# If you feel crappy go the gym.



## CopadoMexicano (Aug 21, 2004)

go the gym. if youre feeling depressed go the gym. if youre feeling lonely go to the gym. if youre miserable go to the gym. if you dont have a gf/bf go the gym. go the gym.

alternative workout at home.


----------



## 629753 (Apr 7, 2015)

Haha, sometimes i lack the motivation to workout hard though. Help with that dawg?


----------



## CopadoMexicano (Aug 21, 2004)

impedido10 said:


> Haha, sometimes i lack the motivation to workout hard though. Help with that dawg?


youo dont have to workout hard, just a light brisk walking can lift up the spirits. imo


----------



## 629753 (Apr 7, 2015)

CopadoMexicano said:


> youo dont have to workout hard, just a light brisk walking can lift up the spirits. imo


i wanna be an athlete doeeeee


----------



## CopadoMexicano (Aug 21, 2004)

impedido10 said:


> i wanna be an athlete doeeeee


well so do i but it cant be done overnight or a short period of time. It takes time and patience.


----------



## minimized (Nov 17, 2007)

Honestly it never helped me with any of those things. I really need to go though...


----------



## ScorchedEarth (Jul 12, 2014)

I walk several hours a day and I often ruminate the whole time. And if I workout, sure it makes me stop thinking about anything else, but it's replaced by ''ohgod it burns, can this be over yet?''


----------



## kesker (Mar 29, 2011)

working out is my lifeblood. without it, I would be done. couldn't agree more. there's something about exerting yourself physically that is cleansing, invigorating. Too bad I can't exist in a perpetual workout.


----------



## Deadly Assassin (Jun 19, 2015)

I have a personal gym in my house (sorta), so I guess I'm covered.


----------



## Skeletra (Aug 30, 2012)

I get angry and demotivated when I exercise, but I do yoga at home. I feel like it helps a little


----------



## Owlbear (Dec 3, 2015)

I think we have a "post your muscles" thread somewhere, and quite a few members on here are physically fit. Don't need to be social to pump iron.
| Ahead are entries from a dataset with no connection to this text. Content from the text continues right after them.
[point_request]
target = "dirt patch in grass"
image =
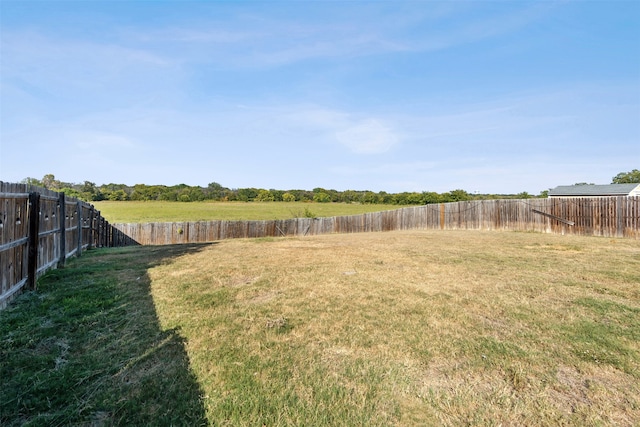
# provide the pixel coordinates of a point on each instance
(87, 348)
(407, 328)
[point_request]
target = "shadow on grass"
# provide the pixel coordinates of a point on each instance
(87, 348)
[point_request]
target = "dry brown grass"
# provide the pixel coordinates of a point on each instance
(411, 328)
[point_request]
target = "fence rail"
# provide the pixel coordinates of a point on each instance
(606, 216)
(39, 230)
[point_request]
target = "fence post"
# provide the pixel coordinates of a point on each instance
(79, 207)
(34, 231)
(63, 230)
(90, 233)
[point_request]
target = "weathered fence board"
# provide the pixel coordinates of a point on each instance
(39, 229)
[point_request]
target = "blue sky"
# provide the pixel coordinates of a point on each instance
(493, 97)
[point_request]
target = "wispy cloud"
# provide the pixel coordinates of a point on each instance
(368, 137)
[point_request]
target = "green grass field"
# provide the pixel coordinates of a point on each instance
(132, 212)
(400, 328)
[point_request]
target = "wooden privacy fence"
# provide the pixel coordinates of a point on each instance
(606, 216)
(39, 230)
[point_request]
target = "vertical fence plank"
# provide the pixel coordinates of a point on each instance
(34, 231)
(63, 230)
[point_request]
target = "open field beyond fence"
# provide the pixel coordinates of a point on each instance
(405, 328)
(604, 216)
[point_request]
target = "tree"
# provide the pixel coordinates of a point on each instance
(50, 182)
(265, 196)
(321, 197)
(288, 197)
(632, 177)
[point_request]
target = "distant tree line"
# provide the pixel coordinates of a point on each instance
(89, 191)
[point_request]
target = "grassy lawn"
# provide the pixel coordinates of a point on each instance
(401, 328)
(130, 212)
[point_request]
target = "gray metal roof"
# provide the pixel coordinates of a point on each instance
(593, 190)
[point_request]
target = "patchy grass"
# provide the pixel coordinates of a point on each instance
(411, 328)
(133, 212)
(400, 328)
(87, 349)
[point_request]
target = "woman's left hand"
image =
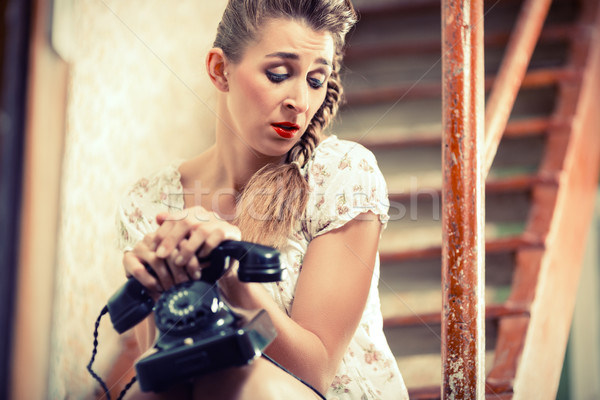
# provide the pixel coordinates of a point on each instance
(189, 233)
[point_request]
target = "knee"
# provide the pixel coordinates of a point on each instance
(259, 380)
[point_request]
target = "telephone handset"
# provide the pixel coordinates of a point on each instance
(198, 330)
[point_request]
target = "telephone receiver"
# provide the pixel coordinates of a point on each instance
(198, 332)
(132, 303)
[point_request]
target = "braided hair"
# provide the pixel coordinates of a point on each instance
(275, 197)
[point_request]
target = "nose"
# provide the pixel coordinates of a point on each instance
(297, 99)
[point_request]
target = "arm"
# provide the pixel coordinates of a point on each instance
(330, 297)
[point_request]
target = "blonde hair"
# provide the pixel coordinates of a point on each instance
(275, 197)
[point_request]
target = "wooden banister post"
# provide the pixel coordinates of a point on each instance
(514, 65)
(463, 329)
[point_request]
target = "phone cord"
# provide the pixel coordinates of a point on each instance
(95, 351)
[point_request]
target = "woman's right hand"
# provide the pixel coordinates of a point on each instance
(171, 250)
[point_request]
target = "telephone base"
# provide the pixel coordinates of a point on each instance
(230, 346)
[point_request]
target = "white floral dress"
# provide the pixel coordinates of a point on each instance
(345, 181)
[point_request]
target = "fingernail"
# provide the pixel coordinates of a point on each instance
(161, 252)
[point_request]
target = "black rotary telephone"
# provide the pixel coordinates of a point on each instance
(198, 331)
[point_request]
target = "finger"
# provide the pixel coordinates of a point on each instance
(134, 267)
(213, 239)
(150, 241)
(156, 264)
(177, 271)
(176, 216)
(194, 269)
(189, 247)
(170, 234)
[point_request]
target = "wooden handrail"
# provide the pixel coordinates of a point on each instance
(409, 90)
(512, 71)
(462, 327)
(365, 51)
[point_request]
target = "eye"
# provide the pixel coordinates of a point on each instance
(315, 83)
(276, 78)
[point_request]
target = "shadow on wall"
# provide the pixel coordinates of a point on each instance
(138, 98)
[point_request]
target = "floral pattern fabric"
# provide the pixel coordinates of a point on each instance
(344, 182)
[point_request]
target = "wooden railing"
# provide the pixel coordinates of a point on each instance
(510, 76)
(465, 164)
(463, 249)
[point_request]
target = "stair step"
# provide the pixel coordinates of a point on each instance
(362, 51)
(509, 244)
(492, 312)
(523, 182)
(396, 139)
(416, 89)
(410, 117)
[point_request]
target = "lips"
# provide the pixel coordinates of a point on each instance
(286, 130)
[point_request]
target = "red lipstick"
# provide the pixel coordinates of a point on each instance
(286, 130)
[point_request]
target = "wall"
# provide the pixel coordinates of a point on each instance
(138, 98)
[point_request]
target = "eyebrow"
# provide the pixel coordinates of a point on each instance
(294, 56)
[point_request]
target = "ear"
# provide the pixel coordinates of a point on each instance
(216, 63)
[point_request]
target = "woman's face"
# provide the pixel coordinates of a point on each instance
(278, 86)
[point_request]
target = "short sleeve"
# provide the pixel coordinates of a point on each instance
(345, 182)
(136, 213)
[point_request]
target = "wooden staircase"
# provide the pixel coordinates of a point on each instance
(539, 192)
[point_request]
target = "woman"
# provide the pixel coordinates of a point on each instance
(274, 178)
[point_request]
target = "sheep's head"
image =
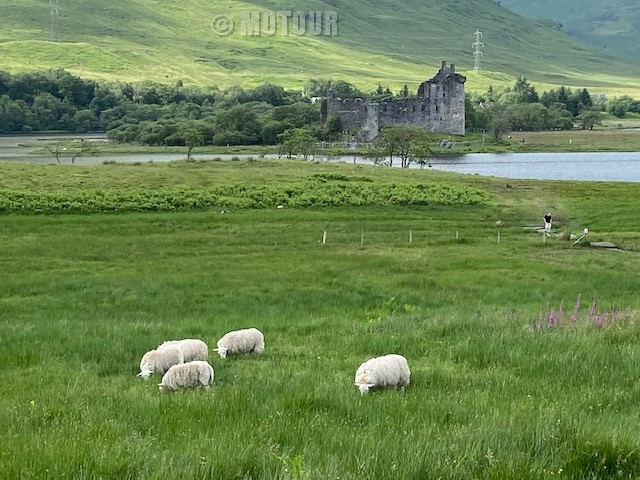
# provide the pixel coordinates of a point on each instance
(364, 387)
(147, 364)
(222, 351)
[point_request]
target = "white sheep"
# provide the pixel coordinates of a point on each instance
(241, 341)
(192, 349)
(160, 360)
(187, 375)
(171, 353)
(387, 371)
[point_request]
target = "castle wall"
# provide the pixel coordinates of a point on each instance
(439, 107)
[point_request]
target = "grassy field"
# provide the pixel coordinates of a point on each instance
(510, 377)
(601, 139)
(380, 42)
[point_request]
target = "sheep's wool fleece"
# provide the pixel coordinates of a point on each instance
(187, 375)
(160, 360)
(192, 348)
(243, 341)
(387, 371)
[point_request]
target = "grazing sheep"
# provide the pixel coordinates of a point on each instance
(160, 360)
(241, 341)
(192, 349)
(187, 375)
(386, 371)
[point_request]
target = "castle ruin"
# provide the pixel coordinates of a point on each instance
(438, 107)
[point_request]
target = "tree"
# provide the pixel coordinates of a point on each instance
(192, 138)
(589, 118)
(525, 92)
(405, 142)
(297, 141)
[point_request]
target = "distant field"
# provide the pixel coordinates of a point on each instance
(392, 44)
(523, 349)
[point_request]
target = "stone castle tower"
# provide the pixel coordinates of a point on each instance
(438, 107)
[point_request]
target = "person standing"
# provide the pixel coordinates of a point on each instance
(547, 223)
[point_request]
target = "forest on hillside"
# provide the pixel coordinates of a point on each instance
(159, 114)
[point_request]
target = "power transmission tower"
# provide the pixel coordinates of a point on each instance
(477, 53)
(55, 34)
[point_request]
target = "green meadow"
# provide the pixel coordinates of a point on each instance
(375, 42)
(523, 349)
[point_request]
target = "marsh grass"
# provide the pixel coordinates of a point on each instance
(84, 296)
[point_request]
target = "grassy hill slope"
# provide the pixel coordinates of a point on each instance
(379, 41)
(612, 26)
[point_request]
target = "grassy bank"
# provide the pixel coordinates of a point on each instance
(508, 381)
(602, 139)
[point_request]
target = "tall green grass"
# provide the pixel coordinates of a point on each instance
(491, 395)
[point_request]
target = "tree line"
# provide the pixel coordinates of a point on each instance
(521, 108)
(159, 114)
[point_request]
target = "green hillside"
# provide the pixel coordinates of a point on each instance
(613, 26)
(379, 41)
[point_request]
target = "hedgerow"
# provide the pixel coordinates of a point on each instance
(306, 194)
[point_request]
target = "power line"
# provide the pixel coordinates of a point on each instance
(55, 34)
(477, 53)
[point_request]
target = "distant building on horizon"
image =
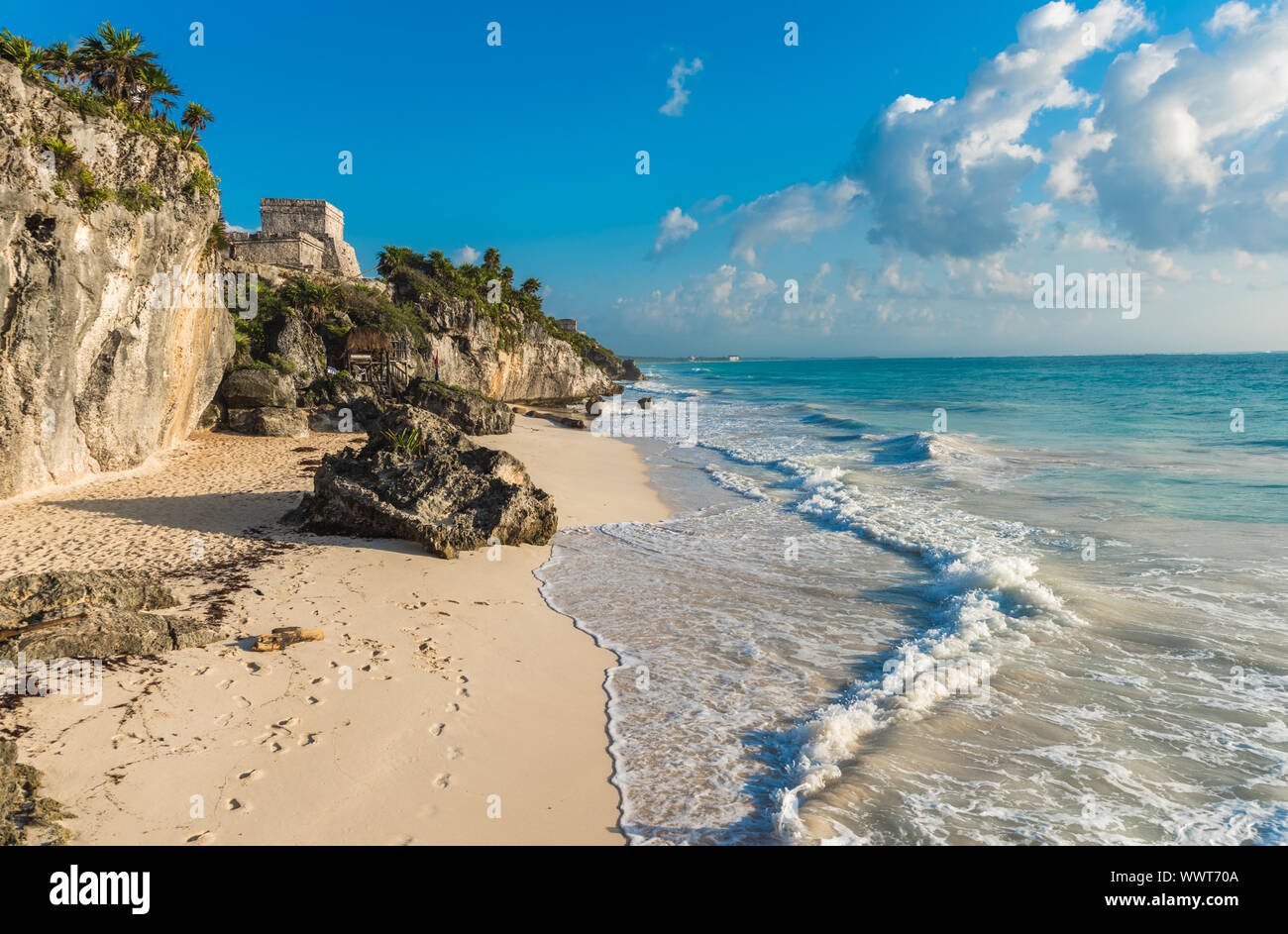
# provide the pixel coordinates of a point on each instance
(296, 234)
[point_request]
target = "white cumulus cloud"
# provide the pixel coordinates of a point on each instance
(681, 71)
(675, 227)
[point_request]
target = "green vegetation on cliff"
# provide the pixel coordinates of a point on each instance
(489, 286)
(110, 72)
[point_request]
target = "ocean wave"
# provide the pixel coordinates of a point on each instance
(735, 482)
(986, 589)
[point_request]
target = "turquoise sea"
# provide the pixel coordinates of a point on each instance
(952, 600)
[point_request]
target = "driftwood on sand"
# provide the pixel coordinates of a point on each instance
(282, 637)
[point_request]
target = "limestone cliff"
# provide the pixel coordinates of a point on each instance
(93, 375)
(472, 354)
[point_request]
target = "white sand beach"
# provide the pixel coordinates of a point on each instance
(447, 703)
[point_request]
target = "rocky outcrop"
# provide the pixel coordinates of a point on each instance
(614, 366)
(261, 401)
(472, 412)
(297, 347)
(340, 403)
(91, 615)
(421, 479)
(95, 373)
(26, 815)
(257, 388)
(269, 421)
(472, 354)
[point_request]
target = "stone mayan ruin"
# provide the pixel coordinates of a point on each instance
(299, 234)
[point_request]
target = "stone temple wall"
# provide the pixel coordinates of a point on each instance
(297, 232)
(287, 215)
(278, 249)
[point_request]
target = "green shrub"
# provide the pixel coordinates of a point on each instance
(201, 180)
(140, 198)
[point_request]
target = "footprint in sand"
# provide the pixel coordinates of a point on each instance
(278, 733)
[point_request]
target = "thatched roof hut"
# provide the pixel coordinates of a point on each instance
(368, 341)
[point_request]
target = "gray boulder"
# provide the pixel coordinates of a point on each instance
(273, 421)
(331, 397)
(469, 411)
(420, 478)
(257, 388)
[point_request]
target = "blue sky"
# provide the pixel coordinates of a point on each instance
(765, 172)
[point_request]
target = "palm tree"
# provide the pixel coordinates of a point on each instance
(156, 84)
(60, 63)
(22, 52)
(115, 60)
(393, 258)
(194, 118)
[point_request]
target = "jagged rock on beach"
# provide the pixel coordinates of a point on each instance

I stick to running and doing P90x3. It is short enough and has enough variety that I don't get bored. Sure I'm not going to look like a bodybuilder but it keeps me feeling healthier.


----------



## rubyruby (Jun 17, 2009)

I had been going for a walk for 14 days and felt pretty happy. Listened to my playlist. Maybe even felt a little natural 
high. On the 15 th day I had to turn around and come back home I just couldn't do it. Just felt so unhappy crabby almost felt like crying for no real reason.

That ever happen to anyone else?


----------



## Aribeth (Jan 14, 2012)

There's people at the gym. No thanks.


----------



## eukz (Nov 3, 2013)

Yeah. I've done, and it's seriously worked a lot of times. Sometimes you can have a small talk with the trainer or anyone, and that's made me feel even nicer.


----------



## funnynihilist (Jul 29, 2014)

Did it for two years, 3-4 times a week. Got down to my goal weight of 180 but burned out and the place started getting to me. 
It took so much to drag myself there.
The atmosphere at my gym was kind of snooty.
So I quit and gained back some weight but my wallet is fatter now.


----------



## visualkeirockstar (Aug 5, 2012)

My work is the gym and that doesn't make me feel any better.


----------



## melancholyxmike (Feb 12, 2016)

I use to be over 300 pounds. I eat healthy and work out frequently. I still feel as insecure as I did when I was 300+ pounds.


----------



## MCHB (Jan 1, 2013)

Even on days when I don't feel like exercising, if I miss or skip out on it, I wind up feeling like crap for not doing so! Best to just get out there and do it; hardest part is getting up and out the door, but once you get started, just give'er! You'll be glad you did!


----------



## losthismarbles (Jul 5, 2014)

Aribeth said:


> There's people at the gym. No thanks.


^this lol
I hate gyms.


----------



## Rayzada (Jul 31, 2014)

It's true... I kinda reached out to a guy I had a crush on, and I didn't feel like it was reciprocated. Was a total bummer. Since then I've been going to the gym, using the treadmill - and it uplifts my mood amazingly. I leave the gym feeling like a beast. Heart is still a bit broken, but the feeling I get from working out definitely is helping me get my mind off it.


----------



## stewartmays1 (Dec 6, 2014)

i cant go to the gym these days because of my shoulder problems but i do ride my bike everyday and go for walks plus yoga so i still keep active


----------